Vol. 30, Issue 6, 658-662, June 2002

Comparison of Bioavailability and Metabolism with Two Commercial Formulations of Cyclosporine A in Rats

Jens Koehler, Thomas Kuehnel, Frieder Kees, Klaus Hoecherl, and Horst F. Grobecker

Department of Pharmacology and Clinical Pharmacology, University of Regensburg (J.K., F.K., K.H., H.F.G.); and Clinic of Head and Neck Surgery, University Hospital Regensburg (T.K.), Regensburg, Germany

The bioavailability and metabolism of cyclosporine A (CsA) capsules were compared with two bioequivalent (Food and Drug Administration approved) preparations in rats. Two groups of Wistar-Kyoto rats were given 10 mg/kg q.d. of Sandimmun Neoral (NEO), Novartis Pharma, and CsA (United States Pharmacopeia modified), Eon Labs (EON), as capsules dissolved in water by oral gavage. After reaching steady-state (SS), rats were euthanized 2, 4, 8, 12, and 24 h after dosing. Parallel to this investigation, a single dose (SD) study was also performed. CsA and CsA metabolite concentrations of AM1, AM4N, and AM9 were determined by high-performance liquid chromatography in kidney, whole blood, and urine. The bioavailability of EON was 15% lower [area under the curve (AUC)_{SS blood CsA}, 27.9 ± 3.69 mg · h/l] in the blood and was 40% lower (AUC_{SS kidney CsA}, 136.2 ± 21.2 mg · h/l) in the kidney in contrast to NEO (AUC_{SS blood CsA}, 32.1 ± 4.32 mg · h/l and AUC_{SS kidney CsA}, 220.8 ± 29.5 mg · h/l).
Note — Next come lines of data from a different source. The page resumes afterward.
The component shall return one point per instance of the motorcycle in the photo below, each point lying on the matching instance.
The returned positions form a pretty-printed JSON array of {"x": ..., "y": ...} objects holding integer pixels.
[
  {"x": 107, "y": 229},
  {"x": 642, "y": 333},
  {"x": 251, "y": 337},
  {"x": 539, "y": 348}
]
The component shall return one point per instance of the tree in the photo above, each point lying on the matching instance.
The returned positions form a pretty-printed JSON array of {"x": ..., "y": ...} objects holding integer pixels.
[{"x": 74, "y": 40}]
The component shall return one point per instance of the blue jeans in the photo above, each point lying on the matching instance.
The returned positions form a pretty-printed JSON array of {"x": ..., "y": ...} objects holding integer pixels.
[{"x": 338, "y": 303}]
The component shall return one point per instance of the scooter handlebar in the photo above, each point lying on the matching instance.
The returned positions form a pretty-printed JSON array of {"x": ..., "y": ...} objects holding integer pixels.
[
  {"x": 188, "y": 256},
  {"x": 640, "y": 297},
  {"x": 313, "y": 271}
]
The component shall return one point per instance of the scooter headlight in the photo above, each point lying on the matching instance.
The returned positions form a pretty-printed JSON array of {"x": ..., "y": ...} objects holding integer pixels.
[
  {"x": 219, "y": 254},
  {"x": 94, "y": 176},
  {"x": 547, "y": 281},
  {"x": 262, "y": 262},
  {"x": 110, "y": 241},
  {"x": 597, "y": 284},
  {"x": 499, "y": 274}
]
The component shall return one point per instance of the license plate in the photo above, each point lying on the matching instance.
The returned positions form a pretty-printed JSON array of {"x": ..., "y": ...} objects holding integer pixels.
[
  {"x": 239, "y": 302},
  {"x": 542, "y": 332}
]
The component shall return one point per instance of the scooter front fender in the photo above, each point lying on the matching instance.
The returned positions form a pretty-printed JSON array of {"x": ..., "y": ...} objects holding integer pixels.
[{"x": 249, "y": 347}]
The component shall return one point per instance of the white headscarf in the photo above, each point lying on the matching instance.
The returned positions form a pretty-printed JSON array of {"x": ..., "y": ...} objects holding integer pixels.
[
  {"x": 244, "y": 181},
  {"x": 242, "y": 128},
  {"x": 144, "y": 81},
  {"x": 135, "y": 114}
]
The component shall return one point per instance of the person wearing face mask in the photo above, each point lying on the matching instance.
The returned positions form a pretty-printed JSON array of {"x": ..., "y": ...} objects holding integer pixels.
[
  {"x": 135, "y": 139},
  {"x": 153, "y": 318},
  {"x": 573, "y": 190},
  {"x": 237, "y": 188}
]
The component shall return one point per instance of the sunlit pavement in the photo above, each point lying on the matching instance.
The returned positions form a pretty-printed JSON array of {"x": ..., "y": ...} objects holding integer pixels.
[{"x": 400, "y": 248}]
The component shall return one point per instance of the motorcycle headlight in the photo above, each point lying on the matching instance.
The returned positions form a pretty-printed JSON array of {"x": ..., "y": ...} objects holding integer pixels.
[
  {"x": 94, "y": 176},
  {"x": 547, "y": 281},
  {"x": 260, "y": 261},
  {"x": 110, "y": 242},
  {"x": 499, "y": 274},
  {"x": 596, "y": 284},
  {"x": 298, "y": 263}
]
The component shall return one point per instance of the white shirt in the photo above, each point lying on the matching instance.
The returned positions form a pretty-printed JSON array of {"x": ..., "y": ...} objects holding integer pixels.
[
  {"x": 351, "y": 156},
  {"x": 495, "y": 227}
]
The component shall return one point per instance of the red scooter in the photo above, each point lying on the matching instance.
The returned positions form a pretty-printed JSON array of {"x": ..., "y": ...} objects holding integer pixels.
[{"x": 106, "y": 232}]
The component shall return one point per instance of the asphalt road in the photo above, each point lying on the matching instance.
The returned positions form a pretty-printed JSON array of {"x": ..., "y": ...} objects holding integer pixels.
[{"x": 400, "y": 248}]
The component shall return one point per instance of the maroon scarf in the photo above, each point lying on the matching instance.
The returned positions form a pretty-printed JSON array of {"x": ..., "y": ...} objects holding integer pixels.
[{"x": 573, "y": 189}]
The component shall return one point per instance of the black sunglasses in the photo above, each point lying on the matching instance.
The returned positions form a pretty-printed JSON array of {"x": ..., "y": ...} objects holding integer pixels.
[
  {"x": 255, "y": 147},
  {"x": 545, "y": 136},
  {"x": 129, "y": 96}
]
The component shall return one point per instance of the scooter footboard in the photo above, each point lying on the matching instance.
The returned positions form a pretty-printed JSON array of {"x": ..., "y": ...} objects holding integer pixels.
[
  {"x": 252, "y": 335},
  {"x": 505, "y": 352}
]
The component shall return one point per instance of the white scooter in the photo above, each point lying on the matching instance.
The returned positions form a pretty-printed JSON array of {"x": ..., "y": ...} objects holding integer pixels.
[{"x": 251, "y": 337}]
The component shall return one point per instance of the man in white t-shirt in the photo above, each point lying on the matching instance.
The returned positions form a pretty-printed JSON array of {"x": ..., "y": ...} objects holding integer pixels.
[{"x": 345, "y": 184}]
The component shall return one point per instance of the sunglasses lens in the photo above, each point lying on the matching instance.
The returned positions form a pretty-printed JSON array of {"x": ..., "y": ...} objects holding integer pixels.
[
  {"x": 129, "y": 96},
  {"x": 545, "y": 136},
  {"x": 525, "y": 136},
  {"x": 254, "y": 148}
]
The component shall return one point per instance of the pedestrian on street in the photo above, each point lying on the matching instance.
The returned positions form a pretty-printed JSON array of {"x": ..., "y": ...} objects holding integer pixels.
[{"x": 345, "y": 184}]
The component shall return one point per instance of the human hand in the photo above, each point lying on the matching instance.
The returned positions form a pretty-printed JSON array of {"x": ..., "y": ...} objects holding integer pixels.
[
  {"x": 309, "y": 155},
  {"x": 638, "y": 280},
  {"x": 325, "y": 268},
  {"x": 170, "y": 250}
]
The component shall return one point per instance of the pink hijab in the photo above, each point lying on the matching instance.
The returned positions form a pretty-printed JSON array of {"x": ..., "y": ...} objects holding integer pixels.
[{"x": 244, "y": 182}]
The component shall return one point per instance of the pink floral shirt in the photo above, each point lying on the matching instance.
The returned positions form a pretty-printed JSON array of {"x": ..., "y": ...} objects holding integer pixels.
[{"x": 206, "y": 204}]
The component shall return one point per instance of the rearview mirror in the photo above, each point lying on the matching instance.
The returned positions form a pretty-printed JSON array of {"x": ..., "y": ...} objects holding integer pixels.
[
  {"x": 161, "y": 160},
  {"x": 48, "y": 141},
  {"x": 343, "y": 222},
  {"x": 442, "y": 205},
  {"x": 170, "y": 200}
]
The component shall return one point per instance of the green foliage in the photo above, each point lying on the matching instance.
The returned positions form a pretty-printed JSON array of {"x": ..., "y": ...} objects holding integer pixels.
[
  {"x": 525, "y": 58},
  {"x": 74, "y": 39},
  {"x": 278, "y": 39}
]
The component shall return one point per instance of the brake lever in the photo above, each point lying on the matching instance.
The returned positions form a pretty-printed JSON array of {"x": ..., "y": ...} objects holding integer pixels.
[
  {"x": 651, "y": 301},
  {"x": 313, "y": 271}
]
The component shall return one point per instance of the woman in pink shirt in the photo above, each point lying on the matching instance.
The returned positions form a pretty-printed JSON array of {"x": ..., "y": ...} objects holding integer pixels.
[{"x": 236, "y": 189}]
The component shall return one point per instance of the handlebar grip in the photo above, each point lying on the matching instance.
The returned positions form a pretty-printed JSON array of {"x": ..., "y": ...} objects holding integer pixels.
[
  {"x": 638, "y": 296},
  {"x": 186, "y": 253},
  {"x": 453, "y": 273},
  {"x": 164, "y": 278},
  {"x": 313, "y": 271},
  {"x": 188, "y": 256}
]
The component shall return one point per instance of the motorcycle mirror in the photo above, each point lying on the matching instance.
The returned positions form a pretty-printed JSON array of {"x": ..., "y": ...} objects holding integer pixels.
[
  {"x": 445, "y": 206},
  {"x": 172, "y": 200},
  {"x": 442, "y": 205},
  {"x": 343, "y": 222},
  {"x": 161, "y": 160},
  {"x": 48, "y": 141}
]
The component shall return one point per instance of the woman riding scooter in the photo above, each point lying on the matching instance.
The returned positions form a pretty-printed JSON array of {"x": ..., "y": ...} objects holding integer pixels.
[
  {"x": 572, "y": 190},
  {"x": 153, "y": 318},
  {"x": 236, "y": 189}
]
In contrast, the plasma AM4N level was significantly elevated in group receiving EON (AUC_{SS blood AM4N}, 4.1 ± 0.42 mg · h/l) compared with the other group treated with NEO (AUC_{SS blood AM4N}, 2.9 ± 0.39 mg · h/l). In the kidneys, no significant differences were observed concerning the AM4N concentrations of NEO (AUC_{SS kidney AM4N}, 11.8 ± 1.87 mg · h/l) versus EON (AUC_{SS kidney AM4N}, 12.1 ± 2.14 mg · h/l), but AM1 was increased (AUC_{SS kidney AM1}, 54.3 ± 11.2 mg · h/l) in comparison to NEO (AUC_{SS kidney AM1}, 20.5 +/ 3.56 mg · h/l). Furthermore, EON produced a larger amount of AM4N in the urine (5.8 ± 0.85 µg/24 h versus 2.2 ± 0.95 µg/24 h). Similar results were obtained with the SD study. Although the clinical consequences of our results remain at present unknown, the data suggest differences in CsA disposition that may affect drug efficacy and safety and merit further investigation in humans.